For younger readers this book offers a glimpse into how many aspects of our modern lives were shaped by the radical changes witnessed in this decade. Beautifully-produced and fun, fun, fun!
‘Yeah, yeah, yeah…’
Getting Closer, Rediscovering Nature Through Bird Photography. Paul Sorrell
Using birds as his focus, photographer and Dunedin author Paul Sorrell offers simple yet practical tips and tricks for engaging and photographing the natural world around us. Supplemented by his stunning photography this is a book that will appeal to many birders and nature lovers.
It must take great patience and determination to wait for the perfect subject to land just where you want, and Paul offers lots of advice, and shares many of his experiences culminating in capturing this large portfolio of exquisite bird photos showcased throughout the book.
Chapters include topics: What’s the right camera for me?; Ethics in the field; Colour and texture; Making yourself inconspicuous; Playing with light; Close-up or far away; Keeping safe (there are a lot more).

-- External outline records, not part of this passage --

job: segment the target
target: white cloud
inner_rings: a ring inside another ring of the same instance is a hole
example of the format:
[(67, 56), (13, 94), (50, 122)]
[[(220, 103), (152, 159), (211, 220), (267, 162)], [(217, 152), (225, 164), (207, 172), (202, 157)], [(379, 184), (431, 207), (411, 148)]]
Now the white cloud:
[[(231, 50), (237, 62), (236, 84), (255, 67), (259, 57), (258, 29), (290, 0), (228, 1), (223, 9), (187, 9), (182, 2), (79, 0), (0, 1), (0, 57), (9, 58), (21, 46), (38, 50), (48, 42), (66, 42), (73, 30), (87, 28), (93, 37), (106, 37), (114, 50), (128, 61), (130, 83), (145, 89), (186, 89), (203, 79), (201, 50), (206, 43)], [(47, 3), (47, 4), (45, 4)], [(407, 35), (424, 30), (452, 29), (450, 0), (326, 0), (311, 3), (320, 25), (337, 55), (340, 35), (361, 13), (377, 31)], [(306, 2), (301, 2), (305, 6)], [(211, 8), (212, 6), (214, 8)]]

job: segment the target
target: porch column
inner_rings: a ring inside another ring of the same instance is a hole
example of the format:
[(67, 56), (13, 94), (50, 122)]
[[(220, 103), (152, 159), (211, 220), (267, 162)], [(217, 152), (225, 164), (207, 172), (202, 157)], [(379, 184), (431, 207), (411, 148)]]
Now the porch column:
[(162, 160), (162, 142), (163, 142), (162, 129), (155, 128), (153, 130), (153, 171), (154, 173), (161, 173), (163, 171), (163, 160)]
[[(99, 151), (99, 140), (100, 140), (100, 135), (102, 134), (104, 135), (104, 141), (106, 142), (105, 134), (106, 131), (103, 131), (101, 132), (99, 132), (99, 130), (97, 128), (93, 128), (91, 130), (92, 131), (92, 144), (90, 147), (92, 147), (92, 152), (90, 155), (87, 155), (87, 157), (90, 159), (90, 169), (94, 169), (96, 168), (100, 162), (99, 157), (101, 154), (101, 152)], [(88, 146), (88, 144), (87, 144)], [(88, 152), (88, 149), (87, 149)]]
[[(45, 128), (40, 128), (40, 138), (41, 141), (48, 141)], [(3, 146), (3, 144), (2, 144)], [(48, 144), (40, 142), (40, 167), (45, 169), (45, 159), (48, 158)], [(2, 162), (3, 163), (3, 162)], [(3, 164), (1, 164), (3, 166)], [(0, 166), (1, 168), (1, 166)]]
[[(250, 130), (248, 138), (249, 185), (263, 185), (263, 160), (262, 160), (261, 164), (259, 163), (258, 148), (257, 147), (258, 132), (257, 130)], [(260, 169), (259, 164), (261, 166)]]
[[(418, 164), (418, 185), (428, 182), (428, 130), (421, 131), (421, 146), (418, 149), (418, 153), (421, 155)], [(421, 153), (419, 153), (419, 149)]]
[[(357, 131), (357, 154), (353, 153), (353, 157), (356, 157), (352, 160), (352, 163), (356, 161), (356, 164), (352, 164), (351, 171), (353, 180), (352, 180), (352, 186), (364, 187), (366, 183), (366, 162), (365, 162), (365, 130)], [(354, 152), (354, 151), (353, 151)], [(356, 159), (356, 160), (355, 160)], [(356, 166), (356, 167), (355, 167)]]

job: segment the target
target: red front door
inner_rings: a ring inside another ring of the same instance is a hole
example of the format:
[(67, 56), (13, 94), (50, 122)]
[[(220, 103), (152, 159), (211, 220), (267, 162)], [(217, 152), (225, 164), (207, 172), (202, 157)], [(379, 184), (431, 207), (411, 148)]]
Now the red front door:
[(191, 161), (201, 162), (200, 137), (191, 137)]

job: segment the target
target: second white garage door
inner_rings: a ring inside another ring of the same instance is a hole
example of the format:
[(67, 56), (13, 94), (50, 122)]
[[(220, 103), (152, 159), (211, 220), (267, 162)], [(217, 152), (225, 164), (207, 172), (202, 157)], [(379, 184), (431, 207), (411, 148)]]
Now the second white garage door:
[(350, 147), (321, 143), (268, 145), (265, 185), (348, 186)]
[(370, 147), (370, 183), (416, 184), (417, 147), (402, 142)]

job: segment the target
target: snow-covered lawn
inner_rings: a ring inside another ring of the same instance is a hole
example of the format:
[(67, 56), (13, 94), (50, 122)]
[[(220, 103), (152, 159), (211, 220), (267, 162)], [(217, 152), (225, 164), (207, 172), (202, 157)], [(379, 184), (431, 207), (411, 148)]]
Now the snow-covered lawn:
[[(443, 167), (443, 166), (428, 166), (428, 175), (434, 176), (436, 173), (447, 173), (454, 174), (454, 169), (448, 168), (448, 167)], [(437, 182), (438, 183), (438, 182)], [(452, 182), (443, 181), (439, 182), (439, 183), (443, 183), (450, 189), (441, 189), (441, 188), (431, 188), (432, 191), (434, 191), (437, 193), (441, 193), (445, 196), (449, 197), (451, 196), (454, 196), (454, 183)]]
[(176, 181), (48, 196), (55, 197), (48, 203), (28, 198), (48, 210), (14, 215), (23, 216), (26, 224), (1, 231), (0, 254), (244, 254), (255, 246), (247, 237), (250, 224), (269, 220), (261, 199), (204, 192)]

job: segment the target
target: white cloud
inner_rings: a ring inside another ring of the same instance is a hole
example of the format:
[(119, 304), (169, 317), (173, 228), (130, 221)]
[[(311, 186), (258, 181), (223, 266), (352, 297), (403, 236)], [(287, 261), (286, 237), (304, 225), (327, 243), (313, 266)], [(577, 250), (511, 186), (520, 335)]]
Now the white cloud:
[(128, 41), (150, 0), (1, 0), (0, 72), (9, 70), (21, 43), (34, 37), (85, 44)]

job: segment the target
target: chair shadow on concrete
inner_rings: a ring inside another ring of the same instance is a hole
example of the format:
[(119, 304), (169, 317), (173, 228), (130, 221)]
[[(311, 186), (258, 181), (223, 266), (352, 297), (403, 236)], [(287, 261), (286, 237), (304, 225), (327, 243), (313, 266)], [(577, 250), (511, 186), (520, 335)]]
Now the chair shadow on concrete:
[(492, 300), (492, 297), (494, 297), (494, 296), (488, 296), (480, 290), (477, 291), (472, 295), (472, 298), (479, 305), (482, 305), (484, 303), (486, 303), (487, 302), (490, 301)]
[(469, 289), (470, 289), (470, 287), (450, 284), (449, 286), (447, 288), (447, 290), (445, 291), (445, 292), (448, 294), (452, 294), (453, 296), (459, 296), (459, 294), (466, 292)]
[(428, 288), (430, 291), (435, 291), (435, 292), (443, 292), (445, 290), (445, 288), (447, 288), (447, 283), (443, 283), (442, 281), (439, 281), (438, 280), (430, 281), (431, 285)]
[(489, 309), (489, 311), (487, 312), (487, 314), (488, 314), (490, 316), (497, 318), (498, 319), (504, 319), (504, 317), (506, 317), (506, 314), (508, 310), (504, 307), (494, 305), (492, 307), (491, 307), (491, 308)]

Providing more than a comprehensive guide for anyone with a penchant for birds or wildlife photography, there is also a strong focus on being familiar and at one with the outdoors, be it in the home garden or wider afield.
Following on from Paul’s previous publications, Fleur’s Place (2008), Trail: Riding the Central Otago Rail Trail (2011) and Peninsula: Exploring the Otago Peninsula (2013), this addition to his portfolio of quality reads together with his stunning photography is sure to be popular.